People Make Data: Part 2

by | Jul 21, 2020

In the second of our series, ‘People Make Data’, we hear from use MY data, an independent UK movement that was set up in June 2015 by a number of patients, carers and relatives to address the slowdown in cancer research in the wake of the programme. Since then, the remit of use MY data has grown and they now cover all types of patient data.

Ailson Stone (Coordinator) and Chris Carrigan (Expert Data Adviser) are part of the use MY data Secretariat, which works on behalf of the use MY data members. Alison and Chris have kindly put this post together to share with eCRUSADers a little about how use MY data started, the work that they do and most helpfully, some key messages for early career researchers to take away.

Involving patients and maintaining transparency are paramount to ensuring public trust.

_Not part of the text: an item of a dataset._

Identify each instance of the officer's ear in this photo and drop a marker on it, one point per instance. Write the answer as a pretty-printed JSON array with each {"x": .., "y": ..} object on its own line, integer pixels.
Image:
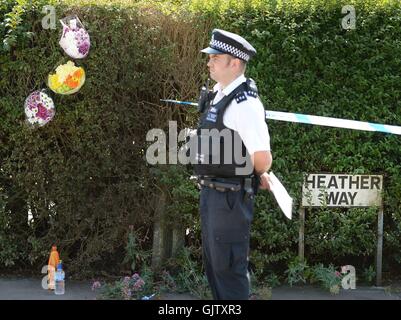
[{"x": 240, "y": 64}]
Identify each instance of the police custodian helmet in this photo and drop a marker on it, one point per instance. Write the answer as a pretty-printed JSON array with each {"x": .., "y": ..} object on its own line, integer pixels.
[{"x": 230, "y": 43}]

Any researcher who is working with patient data should make sure they do just that and a great place to start is by looking at the great work being carried out by use MY data. The importance of doing so has been duly amplified by the current COVID-19 pandemic and there is a need to learn from past mistakes at such a time.

Thank you very much to Alison and Chris for sharing this post with us.

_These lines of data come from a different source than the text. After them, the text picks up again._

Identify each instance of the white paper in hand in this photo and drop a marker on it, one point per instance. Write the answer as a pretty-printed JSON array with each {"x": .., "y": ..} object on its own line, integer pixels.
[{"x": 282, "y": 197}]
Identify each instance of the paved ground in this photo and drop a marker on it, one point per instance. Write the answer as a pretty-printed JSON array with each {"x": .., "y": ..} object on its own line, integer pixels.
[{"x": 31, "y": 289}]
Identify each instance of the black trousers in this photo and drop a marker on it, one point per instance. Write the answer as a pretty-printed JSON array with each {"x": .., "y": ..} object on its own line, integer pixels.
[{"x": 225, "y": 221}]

Bringing the patient voice to discussions about patient data

Back in the middle of 2016 NHS England announced the closure of the programme.  You might wonder why this is relevant to eCRUSADers, or indeed why we’d start a blog that way.  We should explain.

In October 2013 NHS England set out their intentions to link data, for the first time, from different NHS providers spanning primary and secondary providers, “supporting studies that identify patterns in diseases, responses to different treatments, and the effectiveness of different services.”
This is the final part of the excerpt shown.